WASHINGTON (Reuters) – A misfired email from a U.S. Internal Revenue Service employee in Cincinnati alerted a number of Washington IRS officials that extra scrutiny was being place on conservative groups in July 2010, a year earlier than previously acknowledged, according to interviews with IRS workers by congressional investigators.
Transcripts of the interviews, reviewed by Reuters on Thursday, provided new details about Washington managers’ awareness of the heightened scrutiny applied by front-line IRS agents in Cincinnati to applications for tax-exempt status from conservative groups with words like “Tea Party” in their names.
A political furor over the practice has engulfed the tax agency for nearly a month since a senior IRS official publicly apologized for it at a conference.
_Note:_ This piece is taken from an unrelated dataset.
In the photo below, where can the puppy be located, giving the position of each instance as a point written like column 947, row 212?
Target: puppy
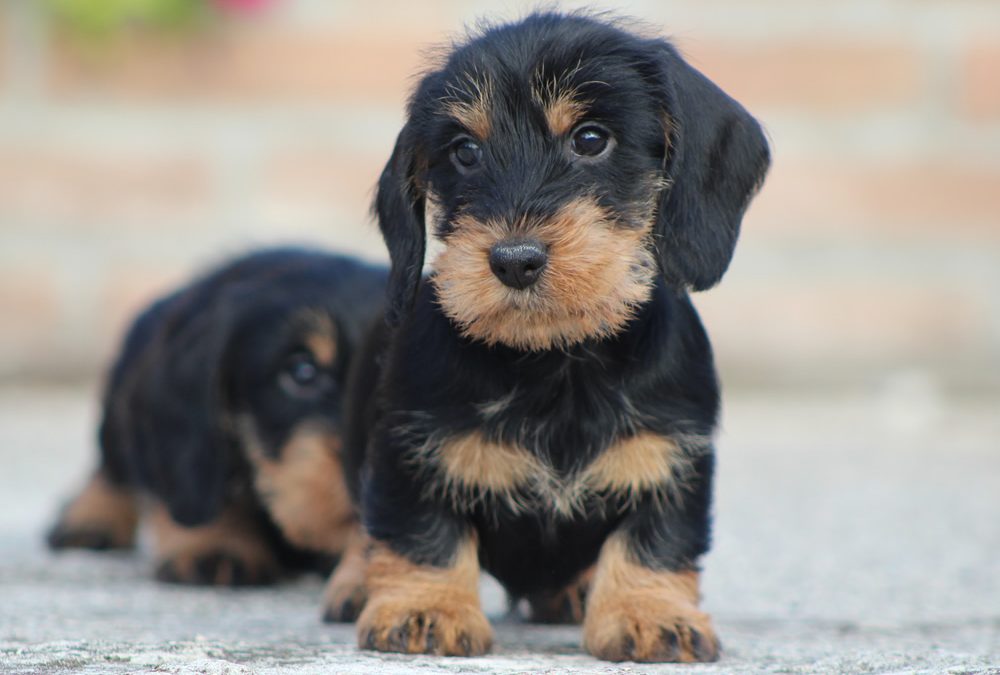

Since then, the IRS’ chief has been fired by President Barack Obama, the FBI has mounted an investigation and Congress has held numerous hearings.
The transcripts show that in July 2010, Elizabeth Hofacre, an IRS official in Cincinnati who was coordinating “emerging issues” for the agency’s tax-exempt unit, was corresponding with Washington-based IRS tax attorney Carter Hull.
In April 2010 Hofacre had been put in charge of handling tax-exempt status applications from conservative groups by her Cincinnati supervisor.